Unit 3 Flashcards
A turning point of the Revolution in October 1777, when an army of 6,000 British soldiers
surrendered in New York; the battle resulted from a British attempt to divide the colonies through the Hudson River Valley. The American victory convinced the French to ally with the colonies and assured the ultimate success of independence.
Battle of Saratoga
A siege that ended in October 1781 when Washington trapped 8,000 British soldiers on a peninsula in Virginia after a British campaign in the southern colonies; this defeat caused the British to cease large-scale fighting in America and to start negotiations, which eventually led to the colonies’ independence.
Battle of Yorktown
America’s leading diplomat of the time who served as a statesman and advisor throughout the Revolutionary era. He was active in all the prerevolutionary congresses and helped to secure the French alliance of 1778 and the Treaty of Paris, which formally ended the Revolution in 1783.
Ben Franklin
Confrontation between British soldiers and Boston citizens in March 1770. The troops shot and killed five colonials. American radicals used the event to roil relations between England and the colonies over the next five years.
Boston Massacre
British actions to punish Massachusetts for the Boston Tea Party; they included closing the port of Boston, revoking Massachusetts’s charter, trying all British colonial officials accused of misdeeds outside the colony, and housing British troops in private dwellings. In the colonies, these laws were known as the Intolerable Acts, and they brought on the First Continental Congress in 1774.
Coercive Acts (1774)
Passed as the British Parliament repealed the Stamp Act; a face-saving action, it asserted Parliament’s sovereignty over colonial taxation and legislative policies.
Declaratory Act (1766)
King of England during the American Revolution. Until 1776, the colonists believed he supported their attempt to keep their rights. In reality, he was a strong advocate for harsh policies toward them.
George III
Commander of the colonial army; while not a military genius, his integrity and judgment kept the army together. Ultimately, he was indispensable to the colonial cause.
George Washington
Conservative leader who wrote Letters from a Farmer in Pennsylvania; he advocated for colonial rights but urged conciliation with England and opposed the Declaration of Independence. Later, he helped write the Articles of Confederation.
John Dickinson
Lead diplomat in negotiating the Treaty of Paris (1783); he secretly dealt with the British representatives at Paris and gained all of America’s goals for independence despite the deviousness and meddling of France and Spain.
John Jay
English philosopher who wrote that governments have a duty to protect people’s life, liberty, and property; many colonial leaders read his ideas and incorporated them into their political rhetoric and thinking.
John Locke
Colonists who remained loyal to England; they often were older, better educated people who were members of the Anglican Church. The British hoped to use them as a pacification force but failed to organize them properly.
Loyalists (Tories)
An early advocate of independence who was a strong opponent of the Stamp Act and great defender of individual rights; in 1775, he declared: “Give me liberty, or give me death.”
Patrick Henry
Indian uprising in the Ohio Valley region that killed 2,000 settlers; as a result, the British sought peace with the Indians by prohibiting colonial settlement west of the Appalachian Mountains (the Proclamation of 1763). The Americans saw this ban as an unlawful restriction of their rights and generally ignored it.
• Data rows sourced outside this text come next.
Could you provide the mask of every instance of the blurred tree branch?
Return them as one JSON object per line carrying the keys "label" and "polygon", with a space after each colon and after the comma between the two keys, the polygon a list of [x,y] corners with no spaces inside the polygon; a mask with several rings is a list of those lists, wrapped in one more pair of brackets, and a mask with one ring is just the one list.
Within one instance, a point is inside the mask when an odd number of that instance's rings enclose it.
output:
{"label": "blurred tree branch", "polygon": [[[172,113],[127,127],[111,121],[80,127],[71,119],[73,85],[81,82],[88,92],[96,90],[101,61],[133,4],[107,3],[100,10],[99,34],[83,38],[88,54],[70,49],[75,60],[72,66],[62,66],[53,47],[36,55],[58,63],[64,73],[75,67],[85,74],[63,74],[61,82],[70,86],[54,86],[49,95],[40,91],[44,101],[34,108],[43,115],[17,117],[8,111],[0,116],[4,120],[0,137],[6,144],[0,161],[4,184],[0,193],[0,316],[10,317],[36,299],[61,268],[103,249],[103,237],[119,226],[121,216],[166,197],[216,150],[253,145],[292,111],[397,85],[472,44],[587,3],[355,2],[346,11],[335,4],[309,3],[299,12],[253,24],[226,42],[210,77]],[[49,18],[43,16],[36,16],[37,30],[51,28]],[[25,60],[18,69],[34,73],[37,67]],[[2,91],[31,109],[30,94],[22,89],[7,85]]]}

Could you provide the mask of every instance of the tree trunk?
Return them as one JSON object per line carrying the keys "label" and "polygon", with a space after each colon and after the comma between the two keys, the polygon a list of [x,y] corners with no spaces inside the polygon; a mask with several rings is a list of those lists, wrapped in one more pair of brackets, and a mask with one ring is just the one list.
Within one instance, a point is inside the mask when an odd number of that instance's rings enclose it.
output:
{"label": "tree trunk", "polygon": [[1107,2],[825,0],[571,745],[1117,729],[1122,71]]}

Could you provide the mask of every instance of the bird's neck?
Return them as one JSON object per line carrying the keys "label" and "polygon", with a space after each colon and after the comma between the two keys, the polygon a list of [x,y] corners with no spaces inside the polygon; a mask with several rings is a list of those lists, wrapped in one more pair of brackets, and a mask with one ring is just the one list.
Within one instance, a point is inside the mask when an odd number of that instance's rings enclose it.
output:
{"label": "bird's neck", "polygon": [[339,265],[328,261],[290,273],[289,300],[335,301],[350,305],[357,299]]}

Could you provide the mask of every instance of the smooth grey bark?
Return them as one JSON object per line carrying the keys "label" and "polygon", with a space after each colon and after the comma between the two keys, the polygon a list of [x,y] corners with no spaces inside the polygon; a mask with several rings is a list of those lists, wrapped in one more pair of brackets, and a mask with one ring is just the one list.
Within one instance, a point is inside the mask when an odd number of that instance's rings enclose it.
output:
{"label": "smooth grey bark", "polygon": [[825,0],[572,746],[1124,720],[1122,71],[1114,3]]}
Pontiac’s Rebellion (1763)
British policy before 1763 of generally leaving the colonies alone to conduct their own internal affairs; the abandonment of this policy after 1763 was a major factor leading to revolution and independence.
Salutary Neglect
Agitator and leader of the Sons of Liberty, who supported independence as soon as the British veered from salutary neglect; he was the primary leader of the Boston Tea Party and later a delegate to the Continental Congress.
Samuel Adams
Fought between England and France, 1756-1763; known as the French and Indian War in the colonies, it started in 1754, over control of the Ohio River Valley and resulted in France’s withdrawal from North America. It was the impetus for Parliament’s taxing policy that led to the American Revolution.
Seven Years War
Street gangs that formed during the Stamp Act crisis to enforce the boycotts and prevent the distribution and sale of the tax stamps; they were the vanguard of the Revolution as they intimidated British officials with violence.
Sons of Liberty
A tax on more than fifty items such as pamphlets, newspapers, playing cards, and dice; it set off a strong protest among the colonists, who claimed it was an internal tax designed only to raise revenue and therefore unlawful for Parliament to levy.